Mid-America Plate Association

Region of ALPCA

 

Meet a Member

Pat Settanni ALPCA #1441

My license plate story begins in 1967, in a garage in Glenwood, Illinois. We moved from Indiana the year before and it was time to put on the new 1968 Illinois license plates. I ask my Dad if I could keep the 1967 Illinois plate, he said ok. And hence the saga of my plate collecting begins! After that first plate, I would ask neighbors, friends, and relatives if they had any old license plates. I’m not sure what it was about collecting license plates that drew them to me but at that time collecting was what most young kids did. I also collected baseball cards, football cards, bottle caps, coins, and stamps. These were just as hard to obtain as license plates at my age. Although I collected these other items, license plates won over time. Vacations with the family to Colorado, Michigan, and Kansas started my collection by a few plates here and there. Word of mouth continued to bring me license plates. The next door neighbor owned a currency exchange and he gave me quite a few plates. I think his idea was for me to sell the plates and to split the profits!

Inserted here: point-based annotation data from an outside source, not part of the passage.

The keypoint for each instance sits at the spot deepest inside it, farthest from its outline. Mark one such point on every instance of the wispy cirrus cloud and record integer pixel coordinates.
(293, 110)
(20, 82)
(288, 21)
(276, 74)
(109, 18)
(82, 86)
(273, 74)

 I just kept accumulating, amassing, more plates. I really had no rhyme or reason as to what I was collecting. Every year in Illinois up until 1979, the state issued annual license plates as did many other states. And my collection grew. Around 1973, I went to the Chicago Rod & Custom car show at the McCormick Place in Chicago. There I met Ed Zoran, Joliet, Illinois a license plate collector. He had a 1970 GMC Chevy pickup with plates attached to plywood on the bed as you looked up. He ask me if I collected plates and when I answered yes, he was interested in acquiring them. I told him I’m not interested in selling them.  I ask him if he knew what the color was to be picked or how are the colors picked for the next years Illinois license plates. He said he did not know but said he would contact me via a letter with a license plate club where I could write and find out. A few weeks past and I received a letter from Ed, telling me about ALPCA and other plate collectors. Later that year I joined ALPCA and was given #1441. To this day I still have that letter and showed Ed many years later. He couldn’t believe that I would save that. Once a collector also a collector! 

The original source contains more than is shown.